Corneal cross-linking (CXL) is a surgical procedure able to modify corneal biomechanics and stabilize keratoconus progression. Although it is known that CXL produces changes in corneal collagen distribution, these are still a topic of discussion. Here we quantitatively compare the corneal stroma architecture between two animal models four weeks after in vivo conventional CXL treatment, with second harmonic generation (SHG) imaging microscopy and the structure tensor (ST). The healing stage and the stroma recovery were also analyzed by means of histological sections. Results show that the CXL effects depend on the initial arrangement of the corneal collagen. While the treatment increases the order in corneas with a low level of initial organization, corneas presenting a fairly regular pattern are hardly affected. Histological samples showed active keratocytes in anterior and middle stroma, what means that the recovery is still in progress.
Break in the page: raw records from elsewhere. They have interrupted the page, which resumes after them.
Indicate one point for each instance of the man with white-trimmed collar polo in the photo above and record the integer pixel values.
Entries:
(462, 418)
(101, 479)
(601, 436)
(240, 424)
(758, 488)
The combination of SHG imaging and the ST is able to objectively discriminate the changes suffered by the collagen arrangement after the CXL treatment, whose effectiveness depends on the initial organization of the collagen fibers within the corneal stroma.

Figure 1

Example of the use of the ST in an artificial image presenting a structural organization with two preferential directions. The PO histogram represents the frequency of appearance of a certain orientation within the fibers (i.e., the closer to 1, the higher the presence of that direction in the image).

Figure 2

SHG signal from the corneal stroma in untreated rabbit (left) and adult chicken (right) corneas. Depth locations were 40 and 120 μm, respectively. Bar length: 50 μm.

Figure 3

SHG images of a control rabbit cornea (left panels) and a post-CXL cornea (right panels). Depth positions correspond to the anterior (40 μm, top), mid (120 μm, middle), and posterior (240 μm, bottom) locations. The size of the images is the same as in the previous figure. Scale bar: 50 μm.

Figure 4

Histograms of PO distribution for a control and a post-CXL rabbit cornea at three depth locations. These were computed by applying the ST to the SHG images in Figure 3. The corresponding DoI mean values are also included for direct comparisons.

Figure 5

SHG intensity profiles as a function of depth for control (blue dots) and post-CXL (red dots) rabbit corneas. The data of each line are the average for all the specimens. The values have been normalized for a direct comparison.

Figure 6

SHG images of a control adult chicken cornea (left panels) and a post-CXL cornea CXL (right panels). Depth positions (from top to bottom) correspond to the anterior, mid, and posterior locations. The size of the images is the same as in Figure 3.

Figure 7

Histograms of PO distribution for an untreated (left) and a post-CXL chicken cornea (right) at three depth locations. The corresponding averaged DoI values are also included.

Figure 8

Comparison of SHG signal profiles as a function of corneal depth in control (blue dots) and post-CXL (red dots) chicken eyes. Each line corresponds to the mean values across all the specimens for each experimental condition. Data have been normalized for direct comparisons.

Figure 9

Representative DoI maps for post-CXL and control corneas (anterior stroma) for a rabbit (top) and an adult chicken (bottom) specimens. The averaged DoI value across each map is also given.

Figure 10

Comparison of averaged DoI values for control (red bars) and post-CXL (blue bars) corneas for three corneal locations. Data correspond to the mean values across all specimens (rabbits (a) and chickens (b)). Error bars indicate the standard deviation.

Figure 11

Histological sections of rabbit and chicken corneas (control vs. post-CXL) stained with Masson's trichrome. Dark stained cells are keratocytes. Activated keratocytes present a bigger size (see text for further information).